Night after night, she cried herself to sleep out of sheer exhaustion, to be woken a couple of hours later by William howling because his teeth were hurting.
Hard work alone she could have coped with. It was just the endless demands on her cheerfulness and good temper. Chattie, incapable of playing by herself, wanted constantly to be amused or comforted. She adored the baby and was a perfect menace, feeding him indigestible foods which made him sick, going into his room and waking him just after he’d fallen asleep.
Jonah, Harriet found even more of a problem than Chattie. He was obviously deeply unhappy and, when he came home at weekends, Harriet did her best to amuse him.
In between bouts of moodiness, he was very good company, but Harriet could never tell what he was thinking behind the aloof Red Indian mask he had inherited from his father. Often he didn’t speak for hours and, although he never mentioned his mother, Harriet noticed that he always hung around when the post was due, and was hard put to conceal his disappointment when no letters arrived.
Cory wrote to them regularly, long letters full of drawings and wild, unexpectedly zany humour. Noel Balfour patently didn’t believe in correspondence. Only one postcard arrived from her in five weeks, and that was postmarked Africa and addressed to Cory. On the front was a picture of a team of huge muscular Africans playing football. On the back she had written, ‘Had them all except the goalkeeper, darling.’

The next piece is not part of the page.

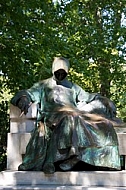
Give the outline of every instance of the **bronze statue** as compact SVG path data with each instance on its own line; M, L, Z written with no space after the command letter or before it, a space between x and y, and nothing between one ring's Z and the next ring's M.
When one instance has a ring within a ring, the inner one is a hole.
M120 170L116 107L106 97L85 92L67 80L69 61L54 59L53 76L18 92L11 103L26 114L38 104L37 121L19 170L63 171L79 162Z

Mrs Bottomley’s face shut like a steel trap when she saw the postcard, but Harriet, although dying to know more about Cory Erskine’s relationship with his wife, was sensible enough not to ask questions. She felt that Mrs Bottomley would tell her in her own good time. She was right.
They were sitting before supper one evening towards the end of February in the small den off the dining room. Above the fire hung a huge, nude painting of Noel Balfour. She’s so beautiful, thought Harriet, I can’t imagine any man not wanting her.
‘Who did it?’ she asked.
Mrs Bottomley puffed out her cheeks and went red in the face with disapproval, but the desire to gossip was too much for her.
‘Master Kit did, and he never should have done, neither.’
‘Who’s he?’
‘Mr Cory’s younger brother.’
‘Goodness,’ said Harriet. ‘That’s a bit close to home. It’s awfully good.’
‘So it should be,’ said Mrs Bottomley glaring at the lounging, opulent figure of Noel Balfour. ‘He took long enough over it. Mr Cory was abroad at the time, and Master Kit rolls up cool as a cucumber. “Ay’ve come to paint the magnificent scenery, Mrs B.” he says, but there was a wicked glint in his eyes. I knew he was up to no good.’